Ce mardi soir, l’Olympique de Marseille se déplace sur la pelouse mythique du Santiago-Bernabéu pour y défier le Real Madrid en Ligue des Champions 2025-2026. Si l’OM rêve d’un exploit, son coach Roberto De Zerbi a déjà dégainé trois choix forts dans son plan de bataille face aux Merengue. Analyse.
Le pari Aubameyang : l’expérience avant la fougue
Dans ce qui s’annonce comme un choc tactique intense, De Zerbi a fait un choix fort en alignant Pierre-Emerick Aubameyang en pointe, reléguant Amine Gouiri sur le banc au coup d’envoi. L’attaquant gabonais, auteur de prestations solides en Ligue 1 et en phase de poules, devient l’atout offensif numéro un pour un OM qui aura sans doute peu de cartouches à griller.
Aubameyang, fort de son expérience dans les grands matchs européens, a été préféré à Gouiri, légèrement blessé face à Lorient. En conférence de presse, De Zerbi l’a laissé entendre sans le citer directement : « Dans ce genre de match, ce n’est pas le nombre d’occasions qui compte, mais la lucidité pour les concrétiser » (source : L’Équipe).
Côté PSG, on se souvient que le Real a rarement laissé une chance aux attaques trop timorées. Paris l’a appris à ses dépens ces dernières saisons. De Zerbi mise donc sur la finesse et la science du placement d’Aubameyang pour peser sur la défense madrilène et exploiter la moindre erreur.
Timothy Weah, la solution de rupture sur le couloir gauche
Deuxième décision marquante : le repositionnement de Timothy Weah sur l’aile gauche. Un choix audacieux, dans la continuité de ce que De Zerbi aime mettre en place avec ses pistons latéraux : de la percussion, de la largeur et de l’intensité.
Avec Paixao laissé sur le banc, le fils de George Weah apporte sa capacité d’accélération et son sens du débordement face à une défense madrilène parfois vulnérable en transition. Ce choix n’est pas anodin : il marque aussi une volonté claire de l’OM de ne pas seulement subir, mais de proposer offensivement en contre.
Alors que le PSG avait lui aussi misé sur Hakimi dans plusieurs confrontations face au Real, sans trouver la faille dans la profondeur, l’OM tente un autre profil, plus brut, moins prévisible sur ses prises de risque individuelles.
Balerdi, une dernière chance dans le chaos défensif ?

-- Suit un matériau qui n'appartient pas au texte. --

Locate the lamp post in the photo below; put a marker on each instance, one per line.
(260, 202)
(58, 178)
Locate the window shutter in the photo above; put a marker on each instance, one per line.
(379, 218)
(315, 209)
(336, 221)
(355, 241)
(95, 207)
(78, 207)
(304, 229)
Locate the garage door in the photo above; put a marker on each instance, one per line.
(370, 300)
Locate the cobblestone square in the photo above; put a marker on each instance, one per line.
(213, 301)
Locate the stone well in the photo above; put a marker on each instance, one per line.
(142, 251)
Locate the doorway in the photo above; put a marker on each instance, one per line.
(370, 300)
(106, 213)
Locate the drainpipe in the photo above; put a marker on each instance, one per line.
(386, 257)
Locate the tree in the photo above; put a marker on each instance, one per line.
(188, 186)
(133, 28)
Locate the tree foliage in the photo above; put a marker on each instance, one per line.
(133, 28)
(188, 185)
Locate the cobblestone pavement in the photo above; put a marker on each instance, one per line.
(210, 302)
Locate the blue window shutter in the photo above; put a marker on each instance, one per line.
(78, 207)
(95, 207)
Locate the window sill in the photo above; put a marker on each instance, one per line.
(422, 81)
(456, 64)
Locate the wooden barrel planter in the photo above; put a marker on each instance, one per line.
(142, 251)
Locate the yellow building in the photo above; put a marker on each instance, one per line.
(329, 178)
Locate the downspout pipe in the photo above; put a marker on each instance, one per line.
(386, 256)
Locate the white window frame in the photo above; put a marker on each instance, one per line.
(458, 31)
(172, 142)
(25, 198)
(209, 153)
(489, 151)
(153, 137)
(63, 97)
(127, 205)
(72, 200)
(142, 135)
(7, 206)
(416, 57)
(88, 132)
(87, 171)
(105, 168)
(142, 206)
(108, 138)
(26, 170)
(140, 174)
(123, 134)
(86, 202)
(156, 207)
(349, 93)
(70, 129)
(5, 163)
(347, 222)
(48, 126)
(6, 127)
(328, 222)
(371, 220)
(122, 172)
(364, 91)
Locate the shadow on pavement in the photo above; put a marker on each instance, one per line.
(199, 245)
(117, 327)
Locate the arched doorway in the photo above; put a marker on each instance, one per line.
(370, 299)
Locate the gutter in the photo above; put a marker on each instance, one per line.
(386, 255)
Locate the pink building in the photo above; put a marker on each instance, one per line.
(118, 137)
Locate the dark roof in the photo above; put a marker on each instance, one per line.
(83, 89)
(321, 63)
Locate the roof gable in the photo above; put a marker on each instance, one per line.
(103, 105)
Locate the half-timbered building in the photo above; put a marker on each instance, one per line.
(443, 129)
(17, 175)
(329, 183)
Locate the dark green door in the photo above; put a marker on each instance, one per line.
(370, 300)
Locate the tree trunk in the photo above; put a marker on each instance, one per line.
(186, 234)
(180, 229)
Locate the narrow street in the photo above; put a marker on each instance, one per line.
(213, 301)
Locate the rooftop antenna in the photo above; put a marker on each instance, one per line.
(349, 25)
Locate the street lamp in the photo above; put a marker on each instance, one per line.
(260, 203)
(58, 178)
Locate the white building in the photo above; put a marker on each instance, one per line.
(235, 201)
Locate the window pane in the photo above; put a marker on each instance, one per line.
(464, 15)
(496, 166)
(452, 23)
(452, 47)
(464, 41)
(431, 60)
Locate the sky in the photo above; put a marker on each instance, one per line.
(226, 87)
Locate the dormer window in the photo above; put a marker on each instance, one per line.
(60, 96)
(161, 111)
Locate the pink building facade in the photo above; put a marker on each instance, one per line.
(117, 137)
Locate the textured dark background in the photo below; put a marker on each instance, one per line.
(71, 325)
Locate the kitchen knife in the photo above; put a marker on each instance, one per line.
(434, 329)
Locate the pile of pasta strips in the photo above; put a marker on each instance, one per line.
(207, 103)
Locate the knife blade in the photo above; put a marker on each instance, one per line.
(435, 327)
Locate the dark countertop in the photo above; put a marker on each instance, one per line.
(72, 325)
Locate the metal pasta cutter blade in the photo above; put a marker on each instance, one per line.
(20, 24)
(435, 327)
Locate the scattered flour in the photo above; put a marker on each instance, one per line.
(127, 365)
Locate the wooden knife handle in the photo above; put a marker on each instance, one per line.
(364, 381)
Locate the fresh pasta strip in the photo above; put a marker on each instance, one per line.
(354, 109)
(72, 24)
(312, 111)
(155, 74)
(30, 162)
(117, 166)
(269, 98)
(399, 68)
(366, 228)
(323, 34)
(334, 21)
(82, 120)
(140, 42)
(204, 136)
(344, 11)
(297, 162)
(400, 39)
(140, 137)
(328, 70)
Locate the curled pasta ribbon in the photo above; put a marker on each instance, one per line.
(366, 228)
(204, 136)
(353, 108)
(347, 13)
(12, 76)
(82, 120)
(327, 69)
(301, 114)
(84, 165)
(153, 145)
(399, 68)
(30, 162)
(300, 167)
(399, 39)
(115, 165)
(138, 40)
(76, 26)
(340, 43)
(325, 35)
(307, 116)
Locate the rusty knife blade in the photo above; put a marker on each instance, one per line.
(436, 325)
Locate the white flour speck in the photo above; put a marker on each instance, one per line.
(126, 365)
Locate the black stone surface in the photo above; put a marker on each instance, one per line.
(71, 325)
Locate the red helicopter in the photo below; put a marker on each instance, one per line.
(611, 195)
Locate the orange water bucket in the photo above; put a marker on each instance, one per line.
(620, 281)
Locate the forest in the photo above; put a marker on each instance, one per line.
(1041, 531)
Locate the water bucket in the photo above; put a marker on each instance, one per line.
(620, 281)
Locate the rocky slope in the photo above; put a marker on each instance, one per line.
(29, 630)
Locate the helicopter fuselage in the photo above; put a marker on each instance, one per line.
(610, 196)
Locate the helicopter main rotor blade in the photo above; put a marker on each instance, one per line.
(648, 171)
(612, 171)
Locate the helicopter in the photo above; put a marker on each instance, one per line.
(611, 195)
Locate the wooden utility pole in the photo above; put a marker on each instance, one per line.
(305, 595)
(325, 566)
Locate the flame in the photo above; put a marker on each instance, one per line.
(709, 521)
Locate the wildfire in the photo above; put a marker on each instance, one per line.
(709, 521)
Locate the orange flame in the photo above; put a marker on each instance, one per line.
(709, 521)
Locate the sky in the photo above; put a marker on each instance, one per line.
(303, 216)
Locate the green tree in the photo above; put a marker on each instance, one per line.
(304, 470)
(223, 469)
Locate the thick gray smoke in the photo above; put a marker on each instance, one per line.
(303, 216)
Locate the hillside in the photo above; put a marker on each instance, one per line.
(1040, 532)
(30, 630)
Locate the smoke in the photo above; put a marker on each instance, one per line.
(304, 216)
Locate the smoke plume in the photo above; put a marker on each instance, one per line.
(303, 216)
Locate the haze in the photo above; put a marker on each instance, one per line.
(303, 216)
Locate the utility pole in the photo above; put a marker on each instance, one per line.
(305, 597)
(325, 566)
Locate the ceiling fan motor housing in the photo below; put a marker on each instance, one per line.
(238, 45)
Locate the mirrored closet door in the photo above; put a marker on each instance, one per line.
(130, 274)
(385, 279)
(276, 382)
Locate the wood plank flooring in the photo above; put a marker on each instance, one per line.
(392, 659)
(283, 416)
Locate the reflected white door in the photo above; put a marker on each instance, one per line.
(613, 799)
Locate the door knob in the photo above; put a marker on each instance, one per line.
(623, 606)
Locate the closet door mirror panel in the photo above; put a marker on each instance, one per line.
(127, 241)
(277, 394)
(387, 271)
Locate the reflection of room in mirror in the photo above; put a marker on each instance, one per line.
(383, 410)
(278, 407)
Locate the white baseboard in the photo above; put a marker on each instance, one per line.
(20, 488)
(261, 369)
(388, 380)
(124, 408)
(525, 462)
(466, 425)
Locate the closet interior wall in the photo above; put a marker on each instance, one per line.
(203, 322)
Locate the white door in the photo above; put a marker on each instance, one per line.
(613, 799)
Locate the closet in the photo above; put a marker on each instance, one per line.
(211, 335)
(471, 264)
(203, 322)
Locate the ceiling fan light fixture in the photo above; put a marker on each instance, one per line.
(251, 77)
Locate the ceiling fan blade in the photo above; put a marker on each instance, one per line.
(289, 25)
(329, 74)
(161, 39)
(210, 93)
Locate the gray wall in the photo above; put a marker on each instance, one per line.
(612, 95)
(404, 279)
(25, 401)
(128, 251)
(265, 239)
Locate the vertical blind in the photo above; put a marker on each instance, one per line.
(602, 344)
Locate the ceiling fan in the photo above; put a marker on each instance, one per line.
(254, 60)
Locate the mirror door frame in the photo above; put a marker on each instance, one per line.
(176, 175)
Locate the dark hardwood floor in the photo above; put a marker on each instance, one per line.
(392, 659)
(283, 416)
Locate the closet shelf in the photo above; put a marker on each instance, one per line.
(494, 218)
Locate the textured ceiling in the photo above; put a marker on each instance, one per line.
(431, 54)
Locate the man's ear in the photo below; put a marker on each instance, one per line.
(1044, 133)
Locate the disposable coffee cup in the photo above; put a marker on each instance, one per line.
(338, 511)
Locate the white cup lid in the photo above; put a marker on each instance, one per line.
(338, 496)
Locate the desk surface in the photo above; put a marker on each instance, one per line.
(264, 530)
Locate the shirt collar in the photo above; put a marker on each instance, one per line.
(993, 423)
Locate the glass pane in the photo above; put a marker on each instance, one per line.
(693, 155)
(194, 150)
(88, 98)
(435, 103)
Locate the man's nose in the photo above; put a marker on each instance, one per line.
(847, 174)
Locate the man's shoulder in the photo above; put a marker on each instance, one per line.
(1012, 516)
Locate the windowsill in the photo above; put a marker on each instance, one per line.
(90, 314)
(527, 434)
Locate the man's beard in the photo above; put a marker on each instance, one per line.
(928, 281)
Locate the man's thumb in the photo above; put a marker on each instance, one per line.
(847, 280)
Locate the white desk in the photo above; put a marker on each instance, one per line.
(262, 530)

Le dernier changement majeur concerne la charnière centrale : Leonardo Balerdi remplace Nayef Aguerd, blessé. Si cette décision est dictée par un contretemps médical (Aguerd a subi un choc inquiétant au crâne), elle n’en reste pas moins symbolique : De Zerbi fait confiance à son capitaine argentin dans le match le plus important de la saison.
Mais Balerdi, en difficulté depuis plusieurs semaines, aura fort à faire face aux talents madrilènes – notamment un Kylian Mbappé ultra décisif en ce début de saison madrilène. Le défenseur central devra contenir la pression et retrouver le calme qu’il avait montré en milieu de saison passée.
Dans ce secteur, la comparaison avec le PSG est piquante : Paris a souvent souffert de fragilité dans sa charnière sous pression européenne. L’OM, pour son retour ambitieux en C1, doit éviter de répéter ces erreurs face à un adversaire qui punit chaque hésitation.
Un plan risqué, mais assumé
Ces trois choix – Aubameyang, Weah, Balerdi – révèlent un plan de jeu moins frileux qu’attendu de la part de De Zerbi. Le coach italien, réputé pour sa philosophie proactive, a décidé de ne pas se renier, même face au géant merengue. Cela témoigne d’une ambition retrouvée à l’OM, qui, depuis plusieurs saisons, peine à briller en Ligue des Champions.
Reste à savoir si cette audace suffira face à une équipe madrilène galvanisée par ses stars et son invincibilité à domicile. Mais dans un contexte où le PSG surveille toujours ses ennemis jurés phocéens dans les compétitions européennes, une performance marseillaise marquerait un signal fort. Et relancerait la rivalité hexagonale à l’échelle continentale.
Rendez-vous ce soir pour savoir si le pari De Zerbi sera gagnant ou s’il rejoindra la longue liste des plans brisés par le Real Madrid sur sa pelouse mythique.